Matheus Henrique Dias, biomédico e especialista em biologia molecular, descobriu que, em vez de tentar parar as células cancerígenas, é possível estimulá-las até que sobrecarreguem e morram. Tratamento vai ser testado na Europa.
Uma pesquisa conduzida por um brasileiro pode revolucionar o tratamento do câncer colorretal, o segundo mais comum no Brasil e o mesmo que tem a cantora Preta Gil. Matheus Henrique Dias, biomédico e especialista em biologia molecular, descobriu que, em vez de tentar parar as células cancerígenas, é possível estimulá-las até que sobrecarreguem, causando um “tilt” que as leva à morte.
(No inglês, ‘tilt’ significa inclinar ou inclinação. No universo dos videogames, ‘tilt’ é usado para dizer que o jogo teve um erro e ficou travado.)
A ideia pode parecer contraditória, mas foi exatamente analisando como as células reagiam ao serem superestimuladas que o pesquisador descobriu o tratamento, que vai na contramão de tudo que se conhece hoje. Tratamentos convencionais, como quimio e radioterapia, por exemplo, agem para frear a reprodução das células.
O tumor cancerígeno é um amontoado de células que se perdem da rota natural por uma mutação no DNA e começam a se multiplicar de forma desordenada. É dando um ‘tilt’ nesse processo que o tratamento age.
O estudo, citado em importantes revistas científicas, está sendo conduzido pelo biomédico em um dos mais renomados institutos de pesquisa sobre o câncer na Europa, o Instituto do Câncer da Holanda. O tratamento vai entrar na primeira fase de testes, já com pacientes, nos próximos meses. Depois disso, serão necessárias novas etapas até que possa ficar disponível.
O g1 conversou com especialistas do Instituto Nacional do Câncer (Inca) e do Instituto do Câncer do Estado de São Paulo (Icesp) que reforçam que a descoberta é inovadora e pode mudar a trajetória do tratamento, mas ainda são necessários testes.
Acidente de laboratório’
Matheus é biomédico e há quase 20 anos se dedica a pesquisa com um objetivo: encontrar nas análises uma solução que pudesse ajudar a salvar pessoas.

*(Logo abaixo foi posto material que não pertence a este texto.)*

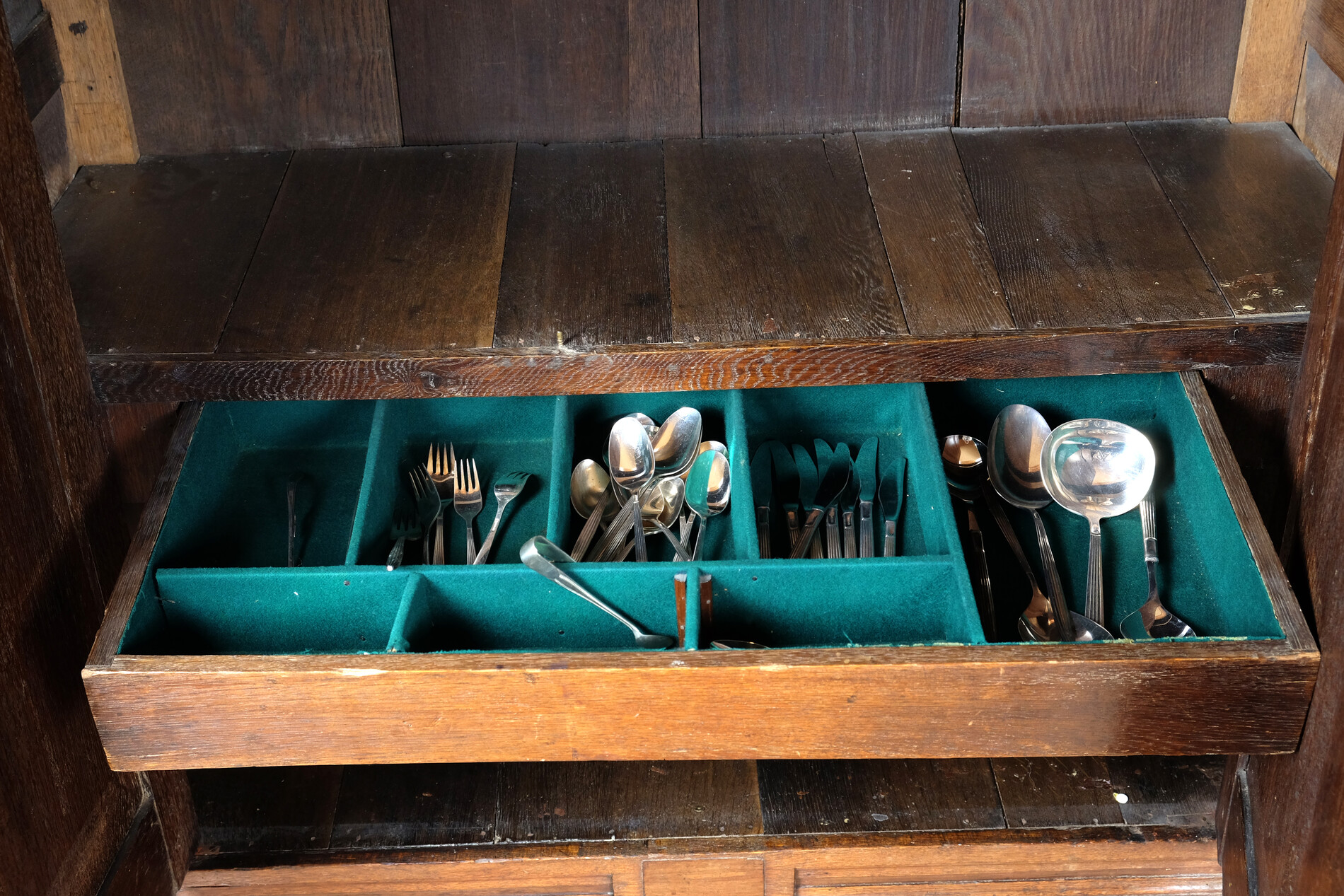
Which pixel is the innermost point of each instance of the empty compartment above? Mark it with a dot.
(1206, 574)
(500, 434)
(231, 508)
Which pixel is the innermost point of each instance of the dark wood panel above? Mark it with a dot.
(796, 66)
(391, 806)
(1081, 231)
(846, 796)
(542, 70)
(214, 76)
(156, 252)
(378, 250)
(585, 260)
(1039, 62)
(934, 242)
(775, 238)
(260, 810)
(1254, 203)
(1133, 349)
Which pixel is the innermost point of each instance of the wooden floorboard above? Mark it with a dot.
(1254, 203)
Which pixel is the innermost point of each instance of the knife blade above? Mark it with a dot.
(787, 488)
(890, 494)
(761, 496)
(866, 467)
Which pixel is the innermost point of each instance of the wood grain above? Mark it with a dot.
(94, 92)
(1038, 62)
(158, 252)
(1254, 203)
(773, 67)
(381, 250)
(215, 76)
(1268, 61)
(1130, 349)
(933, 237)
(548, 70)
(585, 260)
(1319, 115)
(843, 796)
(1084, 233)
(781, 233)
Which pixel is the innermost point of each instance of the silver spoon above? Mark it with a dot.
(707, 491)
(1097, 469)
(543, 555)
(1015, 442)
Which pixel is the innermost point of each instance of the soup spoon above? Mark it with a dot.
(1097, 469)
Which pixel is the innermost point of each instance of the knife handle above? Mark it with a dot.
(764, 531)
(864, 528)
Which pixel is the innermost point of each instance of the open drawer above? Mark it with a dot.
(215, 653)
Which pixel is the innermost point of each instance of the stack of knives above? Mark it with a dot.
(831, 489)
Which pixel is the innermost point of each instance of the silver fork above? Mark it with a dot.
(441, 465)
(402, 530)
(467, 500)
(507, 488)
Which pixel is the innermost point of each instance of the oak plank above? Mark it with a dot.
(934, 240)
(586, 248)
(215, 76)
(800, 66)
(775, 237)
(1254, 203)
(156, 252)
(1319, 115)
(548, 70)
(383, 250)
(1041, 62)
(1081, 231)
(878, 794)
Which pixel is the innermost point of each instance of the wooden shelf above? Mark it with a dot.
(688, 264)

Ele ainda não sabia que trabalharia com câncer quando começou a pesquisa que deu base à descoberta, há quase dez anos, e diz que a solução que encontrou foi quase um “acidente de laboratório”.
Ele ainda estava no Brasil em uma pesquisa sobre como as células se dividiam. Para poder ver melhor, aplicou uma substância que deveria agir como um estimulante, fazendo com que as células se multiplicassem mais rápido. No entanto, o que ele viu foi completamente o contrário.
A gente não acreditou no que estava vendo, refizemos os testes inúmeras vezes e o resultado era sempre o mesmo. Foi quando percebemos que tínhamos um achado. Quando esse sinal para a célula se multiplicar aumenta, gera um stress tão intenso que ela não consegue mais lidar com isso. Então, ela se divide menos.
Depois dessa etapa, decidiu aplicar a descoberta em células de câncer e foi chamado para o Netherlands Cancer Institute, na Holanda, onde passou cinco anos até encontrar a resposta para o tratamento.
Como funciona o tratamento?
O tratamento, publicado na revista científica “Câncer Discovery”, uma das mais renomadas no assunto, traz como solução a união de duas medicações que conseguem estressar a célula até o ‘tilt’ e, depois, impedir que ela tente se corrigir. Com isso, as células cancerígenas morrem.